Al-Mousllie forderte von der internationalen Staatengemeinschaft Waffenlieferungen für die Aufständischen. Es gebe keinen anderen Weg, um den Menschen in der umkämpften Protesthochburg Homs zu helfen. „Jeden Tag sterben hundert Leute“, sagte der in Braunschweig ansässige Zahnarzt. Seit einem Jahr bombardiere die Regierung von Staatschef Baschar al-Assad die Menschen und inhaftierte sie. „Von so einem Regime war auch nicht zu erwarten, dass es einlenkt und humanitäre Hilfe zulässt.“
Amos wird von Mittwoch an zu einem dreitägigen Besuch in Syrien erwartet. Nach eigenen Angaben will sie erreichen, dass Bedürftige ohne Einschränkung Zugang zu humanitärer Hilfe erhalten. Angesichts der sich verschlechternden humanitären Lage in Syrien spricht sich Amos für die Forderung des Internationalen Komitees vom Roten Kreuz nach einer täglichen Feuerpause zwischen den Konfliktparteien aus.

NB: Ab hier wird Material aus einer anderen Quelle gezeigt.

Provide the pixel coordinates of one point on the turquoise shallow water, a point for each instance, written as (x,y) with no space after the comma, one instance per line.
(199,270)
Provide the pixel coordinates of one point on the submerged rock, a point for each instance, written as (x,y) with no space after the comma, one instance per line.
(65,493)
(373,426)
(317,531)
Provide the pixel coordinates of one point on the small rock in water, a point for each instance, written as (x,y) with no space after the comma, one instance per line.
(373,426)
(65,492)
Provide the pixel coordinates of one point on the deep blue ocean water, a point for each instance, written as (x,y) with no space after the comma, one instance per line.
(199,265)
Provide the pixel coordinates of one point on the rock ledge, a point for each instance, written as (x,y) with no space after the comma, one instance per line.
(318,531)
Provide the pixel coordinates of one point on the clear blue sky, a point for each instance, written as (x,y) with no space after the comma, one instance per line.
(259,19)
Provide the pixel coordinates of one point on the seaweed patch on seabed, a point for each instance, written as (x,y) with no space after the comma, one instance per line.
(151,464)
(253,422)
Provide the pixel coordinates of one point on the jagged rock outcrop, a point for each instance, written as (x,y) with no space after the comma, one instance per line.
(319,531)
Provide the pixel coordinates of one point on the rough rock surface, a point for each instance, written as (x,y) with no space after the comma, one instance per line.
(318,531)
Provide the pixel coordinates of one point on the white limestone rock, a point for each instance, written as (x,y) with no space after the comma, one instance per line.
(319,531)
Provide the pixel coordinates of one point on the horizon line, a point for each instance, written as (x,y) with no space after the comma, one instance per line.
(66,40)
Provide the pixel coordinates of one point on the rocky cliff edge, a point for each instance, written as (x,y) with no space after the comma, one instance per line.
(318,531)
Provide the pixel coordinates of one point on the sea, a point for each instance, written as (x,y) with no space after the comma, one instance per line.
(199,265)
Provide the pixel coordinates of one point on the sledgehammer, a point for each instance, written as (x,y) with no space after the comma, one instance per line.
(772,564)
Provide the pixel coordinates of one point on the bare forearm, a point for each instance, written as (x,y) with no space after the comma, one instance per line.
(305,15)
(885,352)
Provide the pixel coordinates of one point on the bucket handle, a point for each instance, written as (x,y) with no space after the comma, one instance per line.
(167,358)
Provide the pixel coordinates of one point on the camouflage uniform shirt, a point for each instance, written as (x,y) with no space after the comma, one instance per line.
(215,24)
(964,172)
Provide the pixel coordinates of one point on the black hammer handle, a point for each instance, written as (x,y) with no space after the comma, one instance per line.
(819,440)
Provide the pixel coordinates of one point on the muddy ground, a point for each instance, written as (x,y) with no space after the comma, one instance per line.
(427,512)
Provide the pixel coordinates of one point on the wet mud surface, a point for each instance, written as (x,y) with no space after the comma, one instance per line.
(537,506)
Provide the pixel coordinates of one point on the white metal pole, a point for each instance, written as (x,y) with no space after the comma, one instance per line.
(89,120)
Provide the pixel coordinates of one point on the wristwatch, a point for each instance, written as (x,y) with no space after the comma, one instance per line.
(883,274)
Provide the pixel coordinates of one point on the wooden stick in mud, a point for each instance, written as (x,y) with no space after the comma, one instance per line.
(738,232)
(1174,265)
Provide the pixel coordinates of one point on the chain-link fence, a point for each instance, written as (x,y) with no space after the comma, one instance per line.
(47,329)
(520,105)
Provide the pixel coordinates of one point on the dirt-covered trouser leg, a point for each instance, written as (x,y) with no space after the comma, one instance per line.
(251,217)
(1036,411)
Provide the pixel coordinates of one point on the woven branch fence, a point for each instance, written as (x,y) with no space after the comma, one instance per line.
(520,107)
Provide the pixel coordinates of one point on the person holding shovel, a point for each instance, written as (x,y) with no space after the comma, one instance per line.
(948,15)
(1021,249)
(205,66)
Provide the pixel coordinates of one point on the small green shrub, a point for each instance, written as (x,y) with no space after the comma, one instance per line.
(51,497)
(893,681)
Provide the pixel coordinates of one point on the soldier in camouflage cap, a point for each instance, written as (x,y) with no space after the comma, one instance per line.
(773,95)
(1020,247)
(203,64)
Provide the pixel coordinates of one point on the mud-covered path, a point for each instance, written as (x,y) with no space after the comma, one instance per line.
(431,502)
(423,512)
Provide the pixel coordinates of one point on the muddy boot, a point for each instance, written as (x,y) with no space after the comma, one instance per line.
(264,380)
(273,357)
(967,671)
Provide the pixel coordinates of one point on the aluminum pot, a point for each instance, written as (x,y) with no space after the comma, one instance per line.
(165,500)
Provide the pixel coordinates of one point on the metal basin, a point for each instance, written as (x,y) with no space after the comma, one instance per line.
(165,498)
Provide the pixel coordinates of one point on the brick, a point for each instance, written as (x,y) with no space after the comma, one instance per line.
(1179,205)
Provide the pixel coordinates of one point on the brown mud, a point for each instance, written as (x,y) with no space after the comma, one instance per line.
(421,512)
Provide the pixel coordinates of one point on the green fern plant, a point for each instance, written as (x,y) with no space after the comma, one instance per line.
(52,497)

Obama gegen militärische Intervention
US-Präsident Barack Obama hat sich am Dienstag wiederholt gegen ein militärisches Eingreifen seines Landes in Syrien ausgesprochen. Die Gewalt gegen die dortige Zivilbevölkerung sei „herzzerreißend und empörend“, so Obama in einer Pressekonferenz im Weißen Haus. Die USA arbeiteten eng mit den arabischen Ländern zusammen, um zu planen, wie die syrische Bevölkerung unterstützt und Machthaber Baschar al-Assad weiter isoliert werden kann. Dies sei der richtige Weg, um Assad zu Fall zu bringen.
„Es ist keine Frage, ob Assad stürzt, sondern wann“, sagte der US-Präsident. Am Vortag hatte der republikanische US-Senator John McCain einen Luftangriff auf Syrien gefordert, um dort das „Gemetzel zu stoppen“.
Die Spaltung der syrischen Armee schreitet unterdessen weiter voran. In Foren der Protestbewegung wurden am Dienstag Namen und Wohnorte vermeintlicher „Mörder“, „Plünderer“ und „Verräter“ unter den Offizieren veröffentlicht. Gleichzeitig verbreiteten Oppositionelle ein Video, das angeblich alawitische Deserteure zeigt, die sich der aus Fahnenflüchtigen bestehenden Freien Syrischen Armee anschließen. In dem Video, dessen Echtheit nicht überprüft werden konnte, fordert der Anführer der Gruppe die Alawiten in den syrischen Streitkräften zur Fahnenflucht auf.